初めての兵団業務を終えたアデル達は、その足で王都に戻った。
 王都に戻ってからは特にやる事はなく、報告書に記入をして文官に提出。捕えた山賊達については、王宮にいた別の兵団に引き渡して終わった。
 とは言え、生き残った山賊は数人だけで、殆どがアデルの手で屠られてしまっていた。生き残ったとは言え、彼らに待つのは剣闘士として死ぬまで戦う運命だ。あの場で死んでいた方がおそらく幸せだっただろう。
 報告を終えると、アデル達は早速休暇と少しばかりの褒美をもらった。ヴェイユ王国兵団は新人を大切にするという話を聞いていたが、どうやら本当の様だった。
 王宮兵団にも二種類あり、常に城内で城を守る警備兵としての役割と、アデル達の様に治安維持をする部隊に分かれられる。
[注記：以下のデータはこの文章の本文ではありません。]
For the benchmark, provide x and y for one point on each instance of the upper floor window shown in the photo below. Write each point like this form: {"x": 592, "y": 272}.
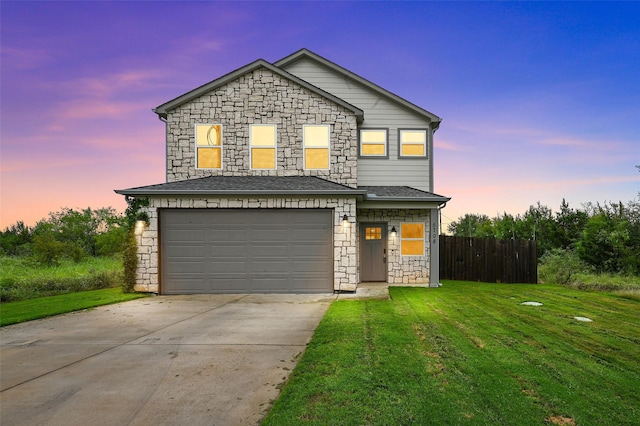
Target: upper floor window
{"x": 315, "y": 142}
{"x": 208, "y": 146}
{"x": 262, "y": 139}
{"x": 373, "y": 143}
{"x": 413, "y": 143}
治安部隊は、今回の様に賊の討伐や、暴動等が起こった時も鎮圧部隊として派遣される。
 アデルは城でじっとしているよりも動き回る方が好きなので、この配置には感謝していた。
 ちなみに、王宮兵団兵士には宿舎で暮らす事も可能で、家のないアデルは宿舎で暮らす事を選んだ。部屋の割り当ては、カロンとルーカスの三人部屋。どうやら暫くはこの三人一組で行動させられるようだ。
 アデルとしては一人で行動したかったが、規律には逆らえない。ただ、仲間から裏切られてここに来るに至ったアデルからすれば、仲間は面倒なものだった。現に、今回の山賊討伐もアデル一人で可能だった。もはや人を信じられない彼にとって、同期との共同作業が心理的にストレスとなっていたのだった。

「ア~デルっ」

 何となく一人になりたくて中庭を歩いていると、背後から天使の様な声色が聞こえてきた。
 振り返ると、そこには〝大地母神フーラの生まれ変わり〟ことアーシャ姫がいた。

「アーシャ王女、ご機嫌麗しゅう」

 アデルが恭しく頭を下げると、アーシャ王女は露骨に嫌そうな顔をした。

「やめて下さい、そういう他人行儀なの。悲しくなってしまいます」
「いや、今はこの国の兵士なので」

 これが俺の役目でもあります、と付け加える。

「でも、アデルは私のお友達でもあります」

 しかし、アーシャ王女も引き下がらない。にこにこ笑顔で彼女からこう言われてしまうと、何も言えなくなってしまうアデルである。

「えっと……わかったよ、アーシャ王女」

 アデルは中庭を見渡して周囲に人がいない事を確認してから、言葉を崩した。
 わかればよろしい、と言いたげでアーシャが満面笑顔となる。

「アーシャって呼び捨てにしてもいいんですよ?」
「それだけは勘弁して下さい」
「そですか、それは残念です」

 あたふたするアデルを見て、アーシャはころころ笑った。完全に遊ばれている様だ。
 ただ、あながち冗談でもなさそうというところが怖いところである。王女様命令だと言って、呼び捨てにしろと命じてくる可能性も彼女の場合はある。肝が冷える思いだった。

「それはそうと、初任務お疲れ様でした」

 アーシャが姿勢を正して、ぺこりと頭を下げた。

「アデル達の御蔭で、民の不安も取り除かれたと思います。王に代わって、私が御礼申し上げます」
「いえいえ、俺の方こそ! お役に立てて光栄でございます」

 アデルも慌てて平伏すると、またアーシャはくすくす笑った。

「すみません、畏まるなと言ったばかりなのに、私から畏まらせてしまいました。楽にして下さい」

 彼女の言葉と共に、顔を上げるアデル。内心では、どっちだよ、と若干不満に思うのであった。
 アーシャはそのまま噴水の近くまで歩み寄ると、その横にあった長椅子に腰掛けた。

「アデルもどうぞ」

 王女はそのまま横ずれると、アデルに座る様に手で指示をする。

(王女様と並んで座るとか、それは大丈夫なのか? 不敬罪で処罰されたら堪ったもんじゃないぞ)

 アデルは内心でそんな不安を覚えながらも、恐る恐るアーシャの横に腰掛けた。
 触れてはまずいと思い、可能な限り彼女とは離れて座る。

「もう……アデルは私の事が嫌いなんですか? そんなに隙間を空けられると」

 悲しいです、とアーシャは寂しそうな表情を作った。

「いや、でも……」
「嫌いなんですか?」

 ずいっと身を乗り出して訊いてくる。
 いきなり近くに宝石の様に綺麗な浅葱色の瞳が近付いてきて、しかもその瞳はうるうると潤んでいる。

「嫌い、じゃ、ないです……」

 どう返して良いかわからず、とりあえず身を引いてしまうアデルであった。